Search code examples
regexstring-matchingdigit

Regex Counting By 3s


I'm teaching myself regular expressions, and found a quizzing site that has been helping me find more applications for them and has been helping me expand my knowledge of how they work.

I found a question asking me to form a regex to match 10 digit numbers that are multiples of 3s. The only way I can think of doing this is by having the regex recognise numbers' values and be able to manipulate them mathematically. How is this possible?

In other words, what regex would match

0003
0006
0351
1749

but not match

0005
0011
0361
4372

Solution

  • First you need to start with the rule that a number is divisble by three if and only if the sum of its digits is divisible by three (proving this takes a little number theory, but it helps to see that 9, 99, 999 etc. are all multiples of three and therefore 1, 10, 100, 1000, etc. all contribute the same amount to the remainder of a number when divided by three).

    Then, notice that there are three kinds of digits:

    • The multiples of three: 0, 3, 6, and 9. These are equivalent to 0 (mod 3).
    • One more than multiples of three: 1, 4, and 7. These are equivalent to 1 (mod 3).
    • Two more than multiples of three: 2, 5, and 8. These are equivalent to -1 (mod 3). Conventionally this class is named 2, but -1 is more useful to us. Because 1 + 2 = 0 (mod 3), -1 is a legitimate name for 2.

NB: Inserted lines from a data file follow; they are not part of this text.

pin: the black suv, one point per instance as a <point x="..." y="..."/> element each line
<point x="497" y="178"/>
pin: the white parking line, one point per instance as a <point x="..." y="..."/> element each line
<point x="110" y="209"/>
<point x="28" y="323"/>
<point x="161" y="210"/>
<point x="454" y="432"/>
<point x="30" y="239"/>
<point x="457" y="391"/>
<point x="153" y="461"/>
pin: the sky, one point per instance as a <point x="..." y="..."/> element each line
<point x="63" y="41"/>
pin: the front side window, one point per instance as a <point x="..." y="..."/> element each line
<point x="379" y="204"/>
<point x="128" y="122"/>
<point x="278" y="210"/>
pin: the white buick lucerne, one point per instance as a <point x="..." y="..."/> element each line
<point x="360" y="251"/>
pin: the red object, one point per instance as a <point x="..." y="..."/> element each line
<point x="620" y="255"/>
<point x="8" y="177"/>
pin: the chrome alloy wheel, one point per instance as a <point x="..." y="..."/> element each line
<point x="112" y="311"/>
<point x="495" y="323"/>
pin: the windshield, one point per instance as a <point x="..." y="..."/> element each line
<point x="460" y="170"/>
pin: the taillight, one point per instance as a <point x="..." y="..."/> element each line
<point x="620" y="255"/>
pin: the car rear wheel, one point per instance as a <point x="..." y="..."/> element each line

    Then, the numbers 0, 3, 6, and 9 are multiples of three. If we add any number of digits from class 0 anywhere, the number remains a multiple of three (so 33, 999, and 963 are all multiples of three). If we add a digit from class 1 anywhere, we need to either add another digit of class -1, or add two more digits of class 1 to bring the remainder back to 0. Likewise if we add a digit from class -1 anywhere, we either need to add another digit of class 1, or add two more digits of class -1 to bring the remainder back to 0.

    Here's wcp's answer, formatted as a perl /x regex for readability:

    /
    (   [0369] # 0
      | [147] [0369]* [258] # 1 + 0 + -1 = 0
      | (   [258] # -1
          | [147] [0369]* [147] # 1 + 0 + 1 = -1
        ) # -1
        (   [0369] # 0
          | [258] [0369]* [147] # -1 + 0 + 1 = 0
        )* # 0
        (   [147] # 1
          | [258] [0369]* [258] # -1 + 0 + -1 = 1
        ) # 1 ... -1 + 0 + 1 = 0
    )+
    /x
    

    The regex matches groups of digits having remainder of 0. The first branch matches only digits of class 0; the second branch matches groups where the remainder goes up to 1 and then back to 0; and the third branch matches groups where the remainder goes down to -1 and then back to 0. There's some cleverness in how it's constructed (a less-golfed regex would have five major branches instead of three, I think), but the comments should be enough to let you follow it.